Jenson Button says blown diffuser ban means less mystery in downforce chase

McLaren driver Jenson Button believes that the ban on blown diffusers for 2012 has led to teams having a stronger correlation between gains in the windtunnel and performance on the track

Jenson Button says blown diffuser ban means less mystery in downforce chase

With an effective ban in place thanks to regulations dictating where the exhausts must be positioned, all of the teams running the concept last year have lost a significant amount of rear downforce. But Button reckons a positive by-product of this is that there is now less mystery in generating consistent downforce.

"It's a lot more straightforward than last year in terms of trying to find downforce," he said, after completing his pre-season preparations ahead of the Melbourne opener. "When you see something in the windtunnel, you stick it on the car and it goes quicker. But with the blown exhaust you could try so many things in the windtunnel. You think it's going to give you a second, then put it on the car and its slower. It is very difficult to work with it.

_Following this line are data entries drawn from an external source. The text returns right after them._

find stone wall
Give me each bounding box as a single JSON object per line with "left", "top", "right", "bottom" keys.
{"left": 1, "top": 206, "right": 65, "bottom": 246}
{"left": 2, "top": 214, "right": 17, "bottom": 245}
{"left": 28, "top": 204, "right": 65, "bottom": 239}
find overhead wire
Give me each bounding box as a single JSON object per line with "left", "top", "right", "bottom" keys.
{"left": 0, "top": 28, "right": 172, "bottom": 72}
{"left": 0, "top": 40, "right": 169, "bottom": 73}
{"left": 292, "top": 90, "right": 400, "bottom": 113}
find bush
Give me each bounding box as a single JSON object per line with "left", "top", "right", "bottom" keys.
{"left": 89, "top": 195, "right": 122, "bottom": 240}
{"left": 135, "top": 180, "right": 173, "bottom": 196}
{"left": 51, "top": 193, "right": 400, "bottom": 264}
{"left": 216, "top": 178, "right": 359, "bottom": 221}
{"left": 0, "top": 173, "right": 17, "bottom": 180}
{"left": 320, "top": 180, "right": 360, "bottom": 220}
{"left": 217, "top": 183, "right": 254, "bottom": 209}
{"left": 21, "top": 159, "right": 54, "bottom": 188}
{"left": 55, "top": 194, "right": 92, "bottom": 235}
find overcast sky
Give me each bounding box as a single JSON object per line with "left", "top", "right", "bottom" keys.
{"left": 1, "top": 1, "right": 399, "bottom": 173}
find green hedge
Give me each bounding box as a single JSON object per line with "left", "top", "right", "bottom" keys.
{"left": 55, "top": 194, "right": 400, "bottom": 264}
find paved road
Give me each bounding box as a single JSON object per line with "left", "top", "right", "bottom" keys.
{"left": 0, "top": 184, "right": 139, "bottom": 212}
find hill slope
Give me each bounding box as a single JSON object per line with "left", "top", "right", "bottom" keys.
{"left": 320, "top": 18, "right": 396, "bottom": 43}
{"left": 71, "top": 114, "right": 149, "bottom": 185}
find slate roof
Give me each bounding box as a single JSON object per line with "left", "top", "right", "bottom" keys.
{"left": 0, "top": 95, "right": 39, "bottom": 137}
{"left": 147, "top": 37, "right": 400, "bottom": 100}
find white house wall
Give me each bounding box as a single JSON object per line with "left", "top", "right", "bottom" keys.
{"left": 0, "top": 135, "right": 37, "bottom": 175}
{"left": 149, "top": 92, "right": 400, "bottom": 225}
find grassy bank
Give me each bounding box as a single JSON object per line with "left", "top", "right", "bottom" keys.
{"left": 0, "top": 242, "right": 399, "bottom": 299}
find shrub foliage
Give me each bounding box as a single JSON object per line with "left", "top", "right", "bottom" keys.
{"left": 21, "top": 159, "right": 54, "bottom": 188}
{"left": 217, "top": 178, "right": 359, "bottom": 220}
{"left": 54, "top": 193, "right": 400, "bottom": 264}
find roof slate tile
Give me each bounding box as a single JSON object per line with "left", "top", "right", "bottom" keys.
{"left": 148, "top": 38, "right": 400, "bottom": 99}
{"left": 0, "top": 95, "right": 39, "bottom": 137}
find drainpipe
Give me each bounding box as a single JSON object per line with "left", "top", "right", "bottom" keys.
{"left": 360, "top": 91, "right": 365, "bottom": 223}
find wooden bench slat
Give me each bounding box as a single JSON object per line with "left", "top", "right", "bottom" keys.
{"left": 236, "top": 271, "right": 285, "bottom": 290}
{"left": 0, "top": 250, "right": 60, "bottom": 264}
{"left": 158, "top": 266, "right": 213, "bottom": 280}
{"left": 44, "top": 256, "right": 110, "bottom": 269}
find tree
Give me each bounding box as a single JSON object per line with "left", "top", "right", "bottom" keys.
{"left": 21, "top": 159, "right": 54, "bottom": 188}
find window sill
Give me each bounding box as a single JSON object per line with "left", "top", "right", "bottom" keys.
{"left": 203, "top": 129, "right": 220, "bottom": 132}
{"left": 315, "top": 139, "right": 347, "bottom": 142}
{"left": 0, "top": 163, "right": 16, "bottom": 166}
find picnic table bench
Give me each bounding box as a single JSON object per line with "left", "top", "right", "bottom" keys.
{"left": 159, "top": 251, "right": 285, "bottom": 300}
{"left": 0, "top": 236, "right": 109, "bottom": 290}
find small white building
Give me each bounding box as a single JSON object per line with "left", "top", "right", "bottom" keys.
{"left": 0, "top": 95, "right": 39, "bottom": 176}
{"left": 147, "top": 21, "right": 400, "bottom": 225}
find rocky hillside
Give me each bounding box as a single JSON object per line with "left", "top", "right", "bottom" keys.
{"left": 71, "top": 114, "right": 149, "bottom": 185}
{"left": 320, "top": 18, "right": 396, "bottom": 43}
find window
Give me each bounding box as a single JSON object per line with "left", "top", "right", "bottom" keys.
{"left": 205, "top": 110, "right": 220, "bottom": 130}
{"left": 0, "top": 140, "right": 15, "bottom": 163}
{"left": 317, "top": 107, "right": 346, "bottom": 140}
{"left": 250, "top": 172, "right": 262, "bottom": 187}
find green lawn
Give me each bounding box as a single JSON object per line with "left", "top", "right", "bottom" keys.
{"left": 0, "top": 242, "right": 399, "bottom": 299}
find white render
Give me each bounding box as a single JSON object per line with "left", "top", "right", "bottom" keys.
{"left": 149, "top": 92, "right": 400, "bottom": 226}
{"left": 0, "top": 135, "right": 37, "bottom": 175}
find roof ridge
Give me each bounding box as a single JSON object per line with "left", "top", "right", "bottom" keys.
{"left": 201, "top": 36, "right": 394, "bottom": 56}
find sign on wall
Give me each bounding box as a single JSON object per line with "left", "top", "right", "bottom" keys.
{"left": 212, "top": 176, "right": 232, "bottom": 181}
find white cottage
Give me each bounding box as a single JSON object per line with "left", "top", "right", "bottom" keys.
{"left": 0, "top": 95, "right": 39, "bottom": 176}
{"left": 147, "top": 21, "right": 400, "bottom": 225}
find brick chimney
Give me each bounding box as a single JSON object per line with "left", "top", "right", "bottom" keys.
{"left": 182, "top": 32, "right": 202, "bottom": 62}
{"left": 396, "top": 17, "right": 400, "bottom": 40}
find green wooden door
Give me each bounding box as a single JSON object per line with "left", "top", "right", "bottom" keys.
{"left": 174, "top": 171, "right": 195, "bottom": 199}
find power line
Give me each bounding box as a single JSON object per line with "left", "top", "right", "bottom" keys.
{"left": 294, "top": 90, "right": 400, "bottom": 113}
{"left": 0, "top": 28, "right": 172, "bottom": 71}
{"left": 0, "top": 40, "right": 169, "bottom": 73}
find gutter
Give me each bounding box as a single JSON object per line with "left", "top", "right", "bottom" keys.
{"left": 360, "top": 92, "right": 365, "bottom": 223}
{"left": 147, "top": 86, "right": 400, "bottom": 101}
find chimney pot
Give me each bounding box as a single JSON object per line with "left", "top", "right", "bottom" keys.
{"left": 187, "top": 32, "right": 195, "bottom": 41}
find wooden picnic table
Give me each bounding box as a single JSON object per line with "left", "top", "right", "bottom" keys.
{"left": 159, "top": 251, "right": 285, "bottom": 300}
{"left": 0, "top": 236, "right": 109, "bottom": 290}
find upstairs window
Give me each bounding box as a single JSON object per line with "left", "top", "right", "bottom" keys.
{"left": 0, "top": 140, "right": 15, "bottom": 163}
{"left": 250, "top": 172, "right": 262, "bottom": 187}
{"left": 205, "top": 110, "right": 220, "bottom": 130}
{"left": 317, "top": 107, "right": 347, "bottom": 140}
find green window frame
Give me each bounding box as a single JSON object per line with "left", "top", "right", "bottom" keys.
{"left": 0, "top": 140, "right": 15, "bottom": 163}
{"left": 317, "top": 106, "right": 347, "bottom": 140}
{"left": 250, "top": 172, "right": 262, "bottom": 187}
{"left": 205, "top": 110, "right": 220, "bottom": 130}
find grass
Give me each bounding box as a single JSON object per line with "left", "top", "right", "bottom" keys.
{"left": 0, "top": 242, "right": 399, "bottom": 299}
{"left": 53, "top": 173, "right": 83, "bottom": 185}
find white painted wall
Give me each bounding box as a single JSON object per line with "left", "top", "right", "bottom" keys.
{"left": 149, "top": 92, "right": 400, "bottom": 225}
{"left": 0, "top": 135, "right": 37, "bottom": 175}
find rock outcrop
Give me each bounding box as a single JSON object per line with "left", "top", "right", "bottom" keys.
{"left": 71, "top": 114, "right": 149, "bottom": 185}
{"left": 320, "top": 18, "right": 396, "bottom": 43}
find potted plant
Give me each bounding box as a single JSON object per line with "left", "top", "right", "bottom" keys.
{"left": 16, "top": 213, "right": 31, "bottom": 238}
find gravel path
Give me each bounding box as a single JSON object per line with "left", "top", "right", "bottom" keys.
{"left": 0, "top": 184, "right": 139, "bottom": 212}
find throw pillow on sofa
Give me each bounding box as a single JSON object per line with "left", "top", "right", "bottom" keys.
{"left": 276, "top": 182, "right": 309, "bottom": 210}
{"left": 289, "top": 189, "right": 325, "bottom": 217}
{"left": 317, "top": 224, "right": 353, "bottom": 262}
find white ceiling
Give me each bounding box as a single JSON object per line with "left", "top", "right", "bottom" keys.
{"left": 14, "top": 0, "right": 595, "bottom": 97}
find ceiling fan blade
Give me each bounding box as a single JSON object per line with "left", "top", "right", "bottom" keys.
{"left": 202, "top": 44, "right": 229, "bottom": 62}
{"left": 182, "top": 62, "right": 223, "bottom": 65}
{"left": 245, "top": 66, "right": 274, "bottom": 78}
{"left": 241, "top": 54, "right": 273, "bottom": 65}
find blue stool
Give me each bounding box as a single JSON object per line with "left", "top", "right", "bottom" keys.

"Now if it works in the windtunnel, it pretty much works at the track. Less downforce - but the feeling is still pretty good."

Button says he feels much more confident going into the season than he did 12 months ago, when McLaren endured a fractured build up after encountering several reliability issues and suffering from a lack of running.

This time around the new MP4-27 has not only proven reliable, it looks to be a strong and competitive baseline with which to start the season.

"I'm a lot happier with everything," said Button, despite being limited to 44 laps of running on his final day because of a hydraulic problem, and having not tried a long-run on the final-spec car.

"[Last year we were] running round, scratching our heads, wondering what we've done wrong. Last year we had the problem of the exhausts cracking and also that we just weren't fast, which I think we kept a secret behind the exhaust problems. It was a very hard winter and when you have reliability issues you can't do any proper testing."